The goal of the Data Science Capstone Project is to use the skills acquired in the specialization in creating an application based on a predictive model for text. Given a word or phrase as input, the application will try to predict the next word. The predictive model will be trained using a corpus, a collection of written texts, called the HC Corpora which has been filtered by language.
This report is an EDA of the training data supplied for the capstone project. The Data can be found here: (https://d396qusza40orc.cloudfront.net/dsscapstone/dataset/Coursera-SwiftKey.zip)
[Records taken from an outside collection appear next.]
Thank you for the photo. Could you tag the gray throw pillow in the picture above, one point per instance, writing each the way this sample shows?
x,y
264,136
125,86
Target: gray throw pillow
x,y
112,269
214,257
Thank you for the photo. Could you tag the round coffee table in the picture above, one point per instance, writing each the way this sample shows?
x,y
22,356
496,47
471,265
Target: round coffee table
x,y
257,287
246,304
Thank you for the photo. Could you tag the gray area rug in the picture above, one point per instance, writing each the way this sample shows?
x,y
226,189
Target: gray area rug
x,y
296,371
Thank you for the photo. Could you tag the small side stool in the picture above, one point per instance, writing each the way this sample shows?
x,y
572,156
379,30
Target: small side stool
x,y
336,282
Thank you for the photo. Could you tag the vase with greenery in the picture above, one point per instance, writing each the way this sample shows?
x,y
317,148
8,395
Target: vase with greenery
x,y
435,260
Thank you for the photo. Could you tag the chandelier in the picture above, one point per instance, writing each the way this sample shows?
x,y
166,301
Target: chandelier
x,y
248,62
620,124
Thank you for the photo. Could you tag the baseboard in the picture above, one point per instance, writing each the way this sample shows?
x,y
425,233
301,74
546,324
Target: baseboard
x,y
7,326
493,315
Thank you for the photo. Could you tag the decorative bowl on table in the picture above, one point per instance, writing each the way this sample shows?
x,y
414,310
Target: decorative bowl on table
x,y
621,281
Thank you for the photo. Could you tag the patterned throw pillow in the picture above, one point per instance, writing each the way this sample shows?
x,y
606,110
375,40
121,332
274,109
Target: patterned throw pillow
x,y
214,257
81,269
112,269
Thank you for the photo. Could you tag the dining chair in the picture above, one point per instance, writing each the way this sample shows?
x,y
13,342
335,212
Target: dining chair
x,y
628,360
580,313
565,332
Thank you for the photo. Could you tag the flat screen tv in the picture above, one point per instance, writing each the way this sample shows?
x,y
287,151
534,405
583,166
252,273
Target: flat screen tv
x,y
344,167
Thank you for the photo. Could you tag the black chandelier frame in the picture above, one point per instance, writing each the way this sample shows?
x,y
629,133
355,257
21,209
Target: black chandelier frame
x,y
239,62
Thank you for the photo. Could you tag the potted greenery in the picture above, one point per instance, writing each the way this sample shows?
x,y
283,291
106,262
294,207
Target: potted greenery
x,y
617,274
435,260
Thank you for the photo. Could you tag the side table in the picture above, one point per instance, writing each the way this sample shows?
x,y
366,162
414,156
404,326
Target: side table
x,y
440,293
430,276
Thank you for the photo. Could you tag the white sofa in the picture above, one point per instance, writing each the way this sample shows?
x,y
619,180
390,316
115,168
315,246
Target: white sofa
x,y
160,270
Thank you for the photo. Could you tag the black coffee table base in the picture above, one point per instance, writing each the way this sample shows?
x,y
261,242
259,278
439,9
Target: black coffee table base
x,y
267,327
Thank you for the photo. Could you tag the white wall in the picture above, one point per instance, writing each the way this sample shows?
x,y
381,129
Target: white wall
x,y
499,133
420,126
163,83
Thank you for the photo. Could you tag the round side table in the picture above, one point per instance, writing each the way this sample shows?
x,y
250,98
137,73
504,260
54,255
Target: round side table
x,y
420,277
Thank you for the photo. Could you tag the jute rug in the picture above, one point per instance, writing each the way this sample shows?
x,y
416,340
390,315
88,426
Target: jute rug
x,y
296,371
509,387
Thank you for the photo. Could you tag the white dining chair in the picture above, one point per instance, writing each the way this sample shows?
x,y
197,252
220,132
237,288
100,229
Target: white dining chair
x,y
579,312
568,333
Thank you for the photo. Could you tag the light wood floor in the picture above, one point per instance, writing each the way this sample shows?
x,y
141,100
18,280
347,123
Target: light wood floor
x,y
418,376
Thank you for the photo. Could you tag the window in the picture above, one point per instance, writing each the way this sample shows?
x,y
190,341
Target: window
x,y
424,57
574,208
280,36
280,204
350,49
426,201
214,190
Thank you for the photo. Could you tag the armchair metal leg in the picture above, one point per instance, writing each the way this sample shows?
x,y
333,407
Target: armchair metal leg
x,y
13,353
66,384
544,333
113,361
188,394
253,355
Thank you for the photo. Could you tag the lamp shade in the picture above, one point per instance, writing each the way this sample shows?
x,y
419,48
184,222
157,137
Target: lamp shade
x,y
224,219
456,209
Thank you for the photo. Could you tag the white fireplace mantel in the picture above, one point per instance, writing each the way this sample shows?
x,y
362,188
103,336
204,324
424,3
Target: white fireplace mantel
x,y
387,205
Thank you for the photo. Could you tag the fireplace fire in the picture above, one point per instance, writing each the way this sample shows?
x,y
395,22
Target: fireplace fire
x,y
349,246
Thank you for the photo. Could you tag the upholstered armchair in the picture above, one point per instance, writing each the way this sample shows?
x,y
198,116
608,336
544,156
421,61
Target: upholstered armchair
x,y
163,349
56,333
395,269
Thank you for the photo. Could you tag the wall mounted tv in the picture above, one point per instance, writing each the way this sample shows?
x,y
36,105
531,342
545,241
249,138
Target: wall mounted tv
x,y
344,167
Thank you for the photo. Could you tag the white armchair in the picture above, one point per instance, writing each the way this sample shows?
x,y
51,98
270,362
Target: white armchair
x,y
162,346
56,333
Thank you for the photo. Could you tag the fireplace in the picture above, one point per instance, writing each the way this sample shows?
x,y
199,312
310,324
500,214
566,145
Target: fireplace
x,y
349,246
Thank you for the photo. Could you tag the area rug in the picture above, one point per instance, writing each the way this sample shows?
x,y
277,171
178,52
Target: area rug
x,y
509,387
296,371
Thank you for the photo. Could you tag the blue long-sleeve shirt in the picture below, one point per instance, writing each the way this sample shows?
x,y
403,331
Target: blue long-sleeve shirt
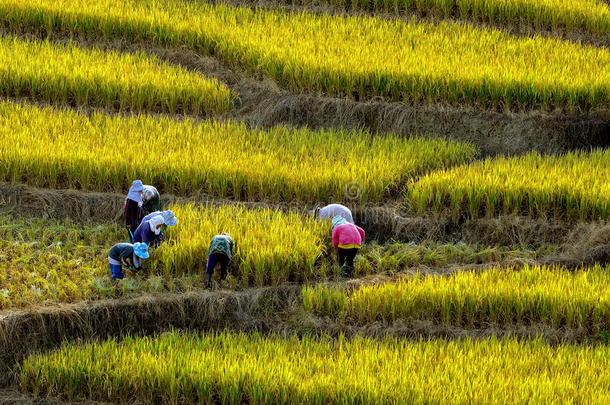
x,y
146,235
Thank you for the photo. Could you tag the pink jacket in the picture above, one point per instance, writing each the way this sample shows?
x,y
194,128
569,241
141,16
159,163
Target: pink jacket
x,y
348,235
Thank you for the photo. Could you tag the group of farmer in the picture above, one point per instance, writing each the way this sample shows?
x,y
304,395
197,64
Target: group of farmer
x,y
146,224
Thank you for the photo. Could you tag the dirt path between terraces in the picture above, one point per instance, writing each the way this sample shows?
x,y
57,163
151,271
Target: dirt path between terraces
x,y
266,310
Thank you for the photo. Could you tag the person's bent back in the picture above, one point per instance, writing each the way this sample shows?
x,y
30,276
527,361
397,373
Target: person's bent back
x,y
219,256
334,210
347,240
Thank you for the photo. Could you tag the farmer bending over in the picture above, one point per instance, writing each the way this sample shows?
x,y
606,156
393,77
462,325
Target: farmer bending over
x,y
151,200
126,254
219,256
133,204
151,230
347,240
331,211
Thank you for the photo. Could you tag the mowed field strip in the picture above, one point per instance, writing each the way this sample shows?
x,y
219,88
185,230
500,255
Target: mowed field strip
x,y
348,56
553,296
65,149
238,368
65,74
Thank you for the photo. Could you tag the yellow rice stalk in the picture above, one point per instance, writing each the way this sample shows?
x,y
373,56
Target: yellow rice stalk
x,y
573,186
81,77
59,149
586,17
533,295
239,368
364,56
273,247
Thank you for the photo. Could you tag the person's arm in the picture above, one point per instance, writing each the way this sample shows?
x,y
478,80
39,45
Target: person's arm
x,y
336,237
362,233
156,205
132,213
126,255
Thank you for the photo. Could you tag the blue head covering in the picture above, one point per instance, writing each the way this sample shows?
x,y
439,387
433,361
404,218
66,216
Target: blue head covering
x,y
169,218
338,221
134,191
141,250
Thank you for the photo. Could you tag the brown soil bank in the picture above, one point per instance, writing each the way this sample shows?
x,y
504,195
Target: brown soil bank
x,y
262,104
266,310
24,332
583,243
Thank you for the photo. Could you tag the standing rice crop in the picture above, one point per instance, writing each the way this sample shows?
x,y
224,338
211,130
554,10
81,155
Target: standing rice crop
x,y
272,246
575,185
554,297
589,18
240,368
88,77
412,61
59,149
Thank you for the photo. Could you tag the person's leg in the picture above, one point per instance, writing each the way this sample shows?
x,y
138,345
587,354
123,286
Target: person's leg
x,y
224,263
341,254
116,271
212,260
350,256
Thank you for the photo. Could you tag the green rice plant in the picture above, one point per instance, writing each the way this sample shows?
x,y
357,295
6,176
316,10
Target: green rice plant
x,y
272,246
575,185
82,77
411,61
397,256
65,149
587,17
43,260
240,368
533,295
62,261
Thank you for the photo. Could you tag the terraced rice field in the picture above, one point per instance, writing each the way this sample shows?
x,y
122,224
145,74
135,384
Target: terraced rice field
x,y
574,186
56,261
530,295
582,16
237,368
71,75
350,56
51,148
515,246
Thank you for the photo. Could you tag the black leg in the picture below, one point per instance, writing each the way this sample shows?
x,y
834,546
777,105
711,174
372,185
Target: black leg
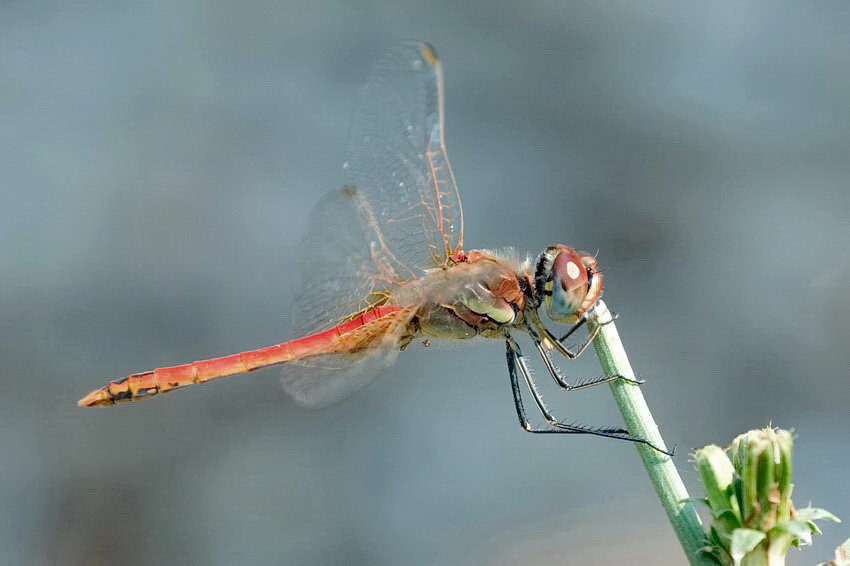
x,y
517,365
555,372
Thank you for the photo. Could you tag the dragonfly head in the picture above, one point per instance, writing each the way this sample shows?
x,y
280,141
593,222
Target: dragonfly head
x,y
568,282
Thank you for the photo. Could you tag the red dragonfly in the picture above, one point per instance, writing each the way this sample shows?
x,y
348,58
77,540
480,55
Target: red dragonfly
x,y
393,236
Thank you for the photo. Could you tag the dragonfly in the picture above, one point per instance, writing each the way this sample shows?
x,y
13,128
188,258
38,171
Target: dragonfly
x,y
383,264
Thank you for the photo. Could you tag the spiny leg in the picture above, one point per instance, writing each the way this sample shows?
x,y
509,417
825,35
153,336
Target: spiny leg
x,y
517,362
556,374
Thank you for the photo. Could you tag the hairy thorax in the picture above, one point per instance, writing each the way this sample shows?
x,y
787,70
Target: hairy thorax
x,y
477,297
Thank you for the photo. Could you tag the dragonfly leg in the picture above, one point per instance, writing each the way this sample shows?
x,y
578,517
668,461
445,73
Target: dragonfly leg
x,y
556,374
517,366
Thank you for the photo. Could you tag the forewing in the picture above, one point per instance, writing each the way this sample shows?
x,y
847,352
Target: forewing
x,y
397,161
400,212
321,380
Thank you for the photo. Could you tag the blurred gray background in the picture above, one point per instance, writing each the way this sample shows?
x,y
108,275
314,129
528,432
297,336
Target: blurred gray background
x,y
158,161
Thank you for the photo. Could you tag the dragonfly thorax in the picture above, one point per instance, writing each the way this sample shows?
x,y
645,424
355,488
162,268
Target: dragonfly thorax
x,y
568,282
In addition to loading and cleaning the data, the aim here is to make use of the NLP packages for R to tokenize n-grams as a first step toward testing a Markov model for prediction.
library(ggplot2)
library(NLP)
##
## Attaching package: 'NLP'
## The following object is masked from 'package:ggplot2':
##
## annotate
library(tm)
library(RWeka)
library(stringi)
library(data.table)
library(dplyr)
##
## Attaching package: 'dplyr'
## The following objects are masked from 'package:data.table':
##
## between, first, last
## The following objects are masked from 'package:stats':
##
## filter, lag
## The following objects are masked from 'package:base':
##
## intersect, setdiff, setequal, union
library(RColorBrewer)
library(wordcloud)
library(SnowballC)
library(pander)
library(caret)
## Loading required package: lattice
news <- readLines("D:/RStudio/Documents/Capstone/NLP/Coursera-SwiftKey/final/en_US/en_US.news.txt",encoding="UTF-8", skipNul = TRUE, warn = FALSE)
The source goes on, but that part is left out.